Automated or not, machinery had to be maintained. The drones that flew out of here had to be stored, along with fuel, ordnance. He was certain that behind these doors had to be a network of hangar bays, maintenance floors and storage facilities.
He looked around for Borisov, “Captain! Over here.”
As he called out, he heard a telephone buzzing. With a frown he looked around and realized it was coming from a pocket in his flight suit. He had been given a satellite phone by Borisov so that he could let his staff know he was down and safe and to get an update on the tactical situation before he went down into the base. He had given the number to his operations staff on Saint Lawrence and ordered them to re-route any urgent calls to his official cell number to this one, but he hadn’t expected he could get a signal down here.
It seemed he could, even under 300 feet of rock.
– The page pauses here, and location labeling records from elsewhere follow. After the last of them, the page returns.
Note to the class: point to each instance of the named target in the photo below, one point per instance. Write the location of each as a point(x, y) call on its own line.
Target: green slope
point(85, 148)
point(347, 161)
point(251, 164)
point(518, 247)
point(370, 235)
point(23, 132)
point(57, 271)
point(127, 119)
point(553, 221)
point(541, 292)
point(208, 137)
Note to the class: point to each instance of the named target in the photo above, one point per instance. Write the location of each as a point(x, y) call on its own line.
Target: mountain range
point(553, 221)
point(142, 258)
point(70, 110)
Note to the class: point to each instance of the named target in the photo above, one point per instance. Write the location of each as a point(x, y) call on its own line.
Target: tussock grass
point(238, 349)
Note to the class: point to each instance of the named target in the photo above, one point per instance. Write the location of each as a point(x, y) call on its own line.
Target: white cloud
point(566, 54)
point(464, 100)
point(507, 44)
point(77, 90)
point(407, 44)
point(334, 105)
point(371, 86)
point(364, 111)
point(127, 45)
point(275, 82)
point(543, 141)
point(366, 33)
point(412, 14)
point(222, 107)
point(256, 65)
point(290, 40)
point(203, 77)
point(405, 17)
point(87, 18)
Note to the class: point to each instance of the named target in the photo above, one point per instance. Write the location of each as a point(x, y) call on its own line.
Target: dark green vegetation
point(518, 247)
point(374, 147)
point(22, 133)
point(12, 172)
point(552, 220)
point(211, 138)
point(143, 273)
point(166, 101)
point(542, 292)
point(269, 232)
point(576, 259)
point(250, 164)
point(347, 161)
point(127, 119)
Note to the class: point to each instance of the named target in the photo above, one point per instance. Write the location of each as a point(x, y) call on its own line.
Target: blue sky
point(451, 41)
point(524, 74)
The Americans must have built a signal repeater into the base which a brace of thermobaric bombs and several air-to-ground missiles hadn’t managed to disrupt. He shook his head — there was no end to the surprises this base held.
“It’s ringing,” said Devlin McCarthy.
The ringtone stopped and a gruff voice came on the line, “Eto Bondarev, kotoryy zvonit?”
“Major-General Bondarev, please hold. I am putting you through to the Ambassador for the United States in Moscow, Devlin McCarthy,” HOLMES voice announced, like he was just any other embassy official.
For a moment she thought the man had hung up, then she heard him say in English, “Who are you and how did you get this number?”
“Connecting you now,” HOLMES said. “Go ahead please Ambassador.”
Devlin took a deep breath, “Major-General Bondarev, this is Ambassador McCarthy, I hope you have a few minutes to speak.”
There was another silence at the end of the line, then a caustic laugh, “Whoever this is, no, I do not. Thank you and goodbye.”
Devlin jumped in as soon as she heard his tone of dismissal, “Yevgeny, I’m the grandmother of your child. The child you had with my daughter, Cindy?” Devlin heard a voice in the background and Bondarev barked at them. She had no doubt they were being told to shut up.
“Cindy McCarthy is your daughter?” he asked.
“Yes Major-General, you are the father of my grandchild, Angela.”
“I know my child’s name. Why are you calling, has something happened to the child?” he asked.